Chemistry has its roots in problem-solving, but today’s challenges look different than in the past. Environmental stewardship plays a growing role. Choices made at every step—reagent selection, synthetic design, waste treatment—shape environmental impact. 5-Bromo-6-Fluoropyridine-2-Amine, by supporting higher yields with lower excess reagent, saves more than money. The reduction in waste fits with green chemistry goals.
Process improvements don’t happen overnight, but researchers running thousands of reactions each year notice the shift. Less solvent, fewer purifications, minimized waste bins—small steps add up. Responsible disposal becomes easier when fewer byproducts and residual solvents demand special handling. As industry and academia develop further, these small advantages snowball into real gains for safety, environmental health, and regulatory compliance.
From a personal perspective, supporting laboratory teams as they optimized greener processes left a lasting impression. Introducing reagents that reduce downstream separation needs wins both economic and environmental battles. Every time an input works as planned, I saw teams spend more time on creative research rather than frustrating clean-up or recovery.
Progress in synthetic chemistry means pushing boundaries. Halogenated aminopyridines such as this compound won’t make front-page headlines, but they shape behind-the-scenes breakthroughs. PhD students and industry process chemists know that the right intermediate can decide the fate of a month’s research. The adaptability, clean performance, and ready availability of this compound cement its place on any research or production shelf.
Synthetic methods will always keep getting smarter, faster, and more sustainable. The underlying goal remains the same: giving chemists new ways to build, modify, and understand molecules crucial for health, food, and technology.
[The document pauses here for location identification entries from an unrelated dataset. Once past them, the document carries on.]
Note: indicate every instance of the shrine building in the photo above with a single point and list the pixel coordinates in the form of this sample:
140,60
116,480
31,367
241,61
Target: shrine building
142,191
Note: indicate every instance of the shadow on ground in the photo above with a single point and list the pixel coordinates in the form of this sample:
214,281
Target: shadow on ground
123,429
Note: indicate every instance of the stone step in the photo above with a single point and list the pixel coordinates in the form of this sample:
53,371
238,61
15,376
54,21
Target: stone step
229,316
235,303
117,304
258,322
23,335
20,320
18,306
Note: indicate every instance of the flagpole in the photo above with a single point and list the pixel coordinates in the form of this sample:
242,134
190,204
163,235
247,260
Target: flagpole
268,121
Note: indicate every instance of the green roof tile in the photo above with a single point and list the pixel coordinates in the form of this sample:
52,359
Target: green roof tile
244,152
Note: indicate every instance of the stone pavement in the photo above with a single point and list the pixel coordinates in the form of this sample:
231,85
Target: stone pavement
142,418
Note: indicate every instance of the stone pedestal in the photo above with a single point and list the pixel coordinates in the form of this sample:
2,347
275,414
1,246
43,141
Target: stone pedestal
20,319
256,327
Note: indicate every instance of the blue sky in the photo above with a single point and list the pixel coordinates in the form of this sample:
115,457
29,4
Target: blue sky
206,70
As more researchers embrace high-throughput screening and automation, consistency in starting materials becomes even more vital. 5-Bromo-6-Fluoropyridine-2-Amine gives that reliability as workflows scale from milligrams to kilograms.
If there’s one thing years in laboratory research and process development taught me, it’s that minor reagents often carry the greatest significance. Small shifts in a molecule’s structure reverberate across weeks or years of project work. The discipline to check every property—purity, reactivity, structural placement—pays dividends, whether optimizing a reaction for a grant deadline or preparing a report for regulatory review.
Products like 5-Bromo-6-Fluoropyridine-2-Amine, with their distinct advantages, move the field forward. By giving chemists a multi-functional, manageable intermediate, new reactions become possible and old routes become more efficient. With continued peer-reviewed study, rigorous supplier controls, and open dialog between labs and manufacturers, such compounds will keep supporting innovation—quietly but crucially.